Spooky23 · on Dec 21, 2012

The Amazon pricing is similar to chargeback models in large enterprises. Actually it's cheaper, because big enterprises typically require the you use SAN at $5-15 per GB/mo.

powertower · on Dec 21, 2012

Okay. So instead of a 4x markup, it's now a 3x markup when you include the colo box space in a rack, power, b/w, a couple of spare parts on hand, and the extra couple of hundred to pay the staff at the datacenter (on call 24/7, 365) when those spare parts are put to use.

corresation · on Dec 21, 2012

Worth noting that it sounds like hs1.8xlarge is built on magnetic disks (24 2TB HDs - edit: originally put 1TB), each reading some 100MB/sec, yielding the theoretical max of 2.4GB/s in a RAID-0 configuration. No one actually uses disks in such a fashion, and gross throughput of magnetic drives has seldom been of much utility (hence the strong demand for SSDs. Random IO matches the vast majority of workloads more appropriately).

Just caveats. This doesn't look like a terribly interesting option.

JoachimSchipper · on Dec 21, 2012

Good point, but their blog post does give a few possible uses: "Storage instances are ideal for data-intensive applications including Hadoop workloads, log processing and data warehousing, and parallel file systems to process and analyze large data sets in the AWS Cloud". If your code fits the pattern, a high-storage instance may fit well.

Of course, getting that much data into and out of the cloud is its own problem.

corresation · on Dec 21, 2012

Even getting the data to that machine presents a problem that seems to undermine the value of it entirely: As you mentioned, the real value in this is linear processing of large sets of data, but the storage is ephemeral so your process has to be some variation of firing this instance up, copy TBs of data to the machine, and then do linear processing. Given that you have to get the data there, the value of the high aggregated gross-throughput seems secondary -- just stream process it, etc.
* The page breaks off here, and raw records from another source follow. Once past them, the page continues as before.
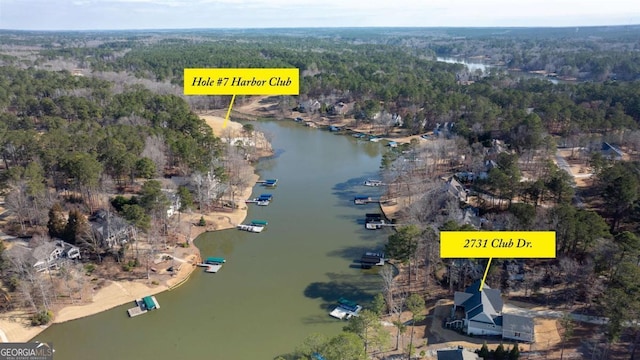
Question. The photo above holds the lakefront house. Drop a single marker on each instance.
(478, 312)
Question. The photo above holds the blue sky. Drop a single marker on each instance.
(178, 14)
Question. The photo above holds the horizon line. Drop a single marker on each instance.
(320, 27)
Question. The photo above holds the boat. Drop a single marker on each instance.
(144, 305)
(346, 309)
(215, 260)
(262, 200)
(370, 259)
(373, 183)
(361, 199)
(270, 182)
(250, 228)
(374, 221)
(212, 264)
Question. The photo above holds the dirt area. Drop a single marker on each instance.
(578, 166)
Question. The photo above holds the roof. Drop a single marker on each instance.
(457, 354)
(42, 252)
(482, 306)
(606, 147)
(517, 323)
(215, 260)
(148, 302)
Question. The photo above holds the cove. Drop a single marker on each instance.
(277, 286)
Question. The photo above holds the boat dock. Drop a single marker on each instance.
(373, 183)
(143, 306)
(268, 182)
(211, 268)
(212, 264)
(262, 200)
(364, 200)
(374, 221)
(346, 309)
(370, 259)
(250, 228)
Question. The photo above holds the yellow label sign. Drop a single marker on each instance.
(498, 244)
(242, 81)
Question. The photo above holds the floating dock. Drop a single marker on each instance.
(270, 183)
(143, 306)
(370, 259)
(346, 309)
(373, 183)
(374, 221)
(250, 228)
(362, 200)
(212, 264)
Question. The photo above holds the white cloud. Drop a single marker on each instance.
(126, 14)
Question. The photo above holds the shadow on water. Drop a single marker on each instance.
(346, 191)
(354, 252)
(269, 162)
(354, 287)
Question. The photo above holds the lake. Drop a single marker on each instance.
(277, 286)
(477, 65)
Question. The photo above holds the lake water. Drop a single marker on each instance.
(277, 286)
(476, 65)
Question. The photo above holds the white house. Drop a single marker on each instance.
(483, 315)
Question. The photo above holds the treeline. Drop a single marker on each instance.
(395, 78)
(75, 134)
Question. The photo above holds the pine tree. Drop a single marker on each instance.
(500, 353)
(76, 225)
(57, 221)
(484, 351)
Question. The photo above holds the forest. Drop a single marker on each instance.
(67, 140)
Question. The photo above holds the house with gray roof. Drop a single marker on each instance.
(611, 152)
(483, 315)
(48, 255)
(110, 229)
(457, 354)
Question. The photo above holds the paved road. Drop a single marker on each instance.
(564, 165)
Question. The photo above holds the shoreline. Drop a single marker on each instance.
(15, 325)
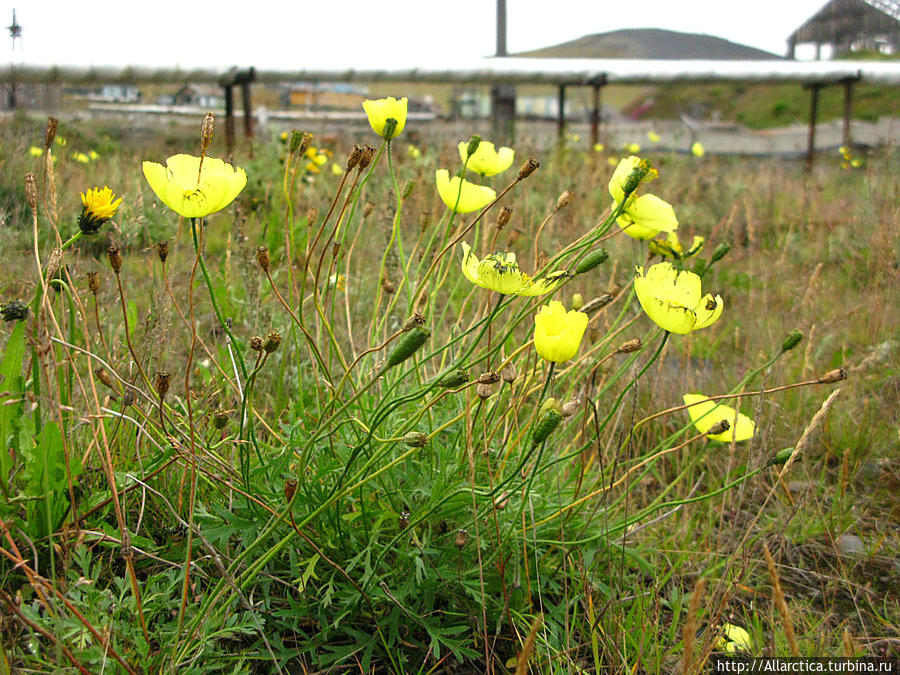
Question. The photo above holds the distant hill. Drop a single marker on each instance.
(650, 43)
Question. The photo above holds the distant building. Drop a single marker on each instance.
(847, 26)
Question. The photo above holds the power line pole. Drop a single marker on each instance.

I'm having a tough time seeing where this type of instance fits.

edvinasbartkus · on Dec 21, 2012

That's why AWS Data Pipeline came along. http://aws.amazon.com/datapipeline/

wmf · on Dec 21, 2012

Data Pipeline looks like a fine orchestration service, but it's not going to ingest 48 TB of data any faster than you can do it yourself. Which is probably not that fast.

throw_away · on Dec 21, 2012

maybe + http://aws.amazon.com/importexport/

alexpopescu · on Dec 21, 2012

> No one actually uses disks in such a fashion

Not sure what you mean... there are quite a few data storage & processing tools out there that use a log-structured on-disk storage that were designed to read/write sequentially. These could potentially take full advantage of these instances.

Many other solution requiring random IO is indeed a fact, but I still think there are systems that could benefit.

corresation · on Dec 21, 2012

I mean that no one ever would configure 24 disks as RAID-0 -- the probability of a data-loss failure (which may not be a problem from the data-loss side, but is from the process continuity side) becomes incredibly high. Best case most people would arrange it as RAID-10, instantly dropping the performance by half.

zwily · on Dec 21, 2012

If the use case is to only use the instance for several hours or days for some intense processing, then RAID-0 over 24 disks is probably just fine.